Amelia Luttmer, whose family owns property in Escalante, has been visiting the area her entire life, and has been going to the restaurant “since I was six months old,” she said.
“We visit quite regularly, when we can,” Luttmer told The Tribune. “We always try to hit Hell’s Backbone, whether for a meal or for coffee, or anything. It’s just there on Highway 12.”
Whenever she’s in Boulder, Luttmer said, she always grabs coffee and breakfast, at least. “I always look at their menus when I can, and see what they’re growing, and using the stuff over the land to what’s local in Boulder,” she said. “It’s a pure farm-to-table experience down there.”
Hell’s Backbone, Luttmer said, always has a good vibe, is always comfortable, and is just a staple of the area. “Sometimes you’ll get big groups of people there who have never been to southern Utah before,” she said. “It’s really cool to meet people who are experiencing the place for the first time.”

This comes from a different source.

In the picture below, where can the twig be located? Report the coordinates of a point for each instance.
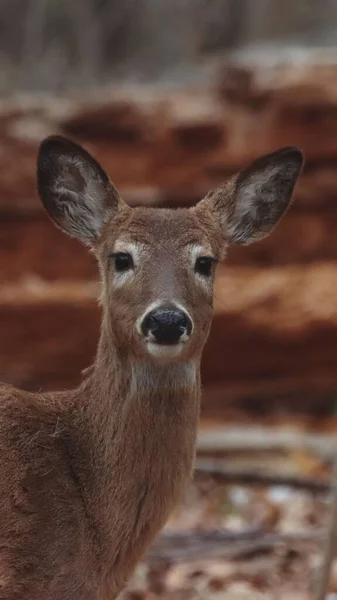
(328, 553)
(174, 547)
(223, 473)
(229, 438)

Caitlyn Scully, who lives in San Diego, said that when she lived and worked at Bryce Canyon National Park in 2013, “the Hell’s Backbone Grill family welcomed me graciously, with open arms, whenever I was in need of a friend and a warm meal. Their love for guests, community and sacred wild places knows no bounds.”
Hell’s Backbone, Scully said, “is more than a restaurant. It is a woman-owned business adhering to strong principles and advocating for the environment, sustainability and human rights. Their efforts are inspiring and needed in southern Utah and beyond.”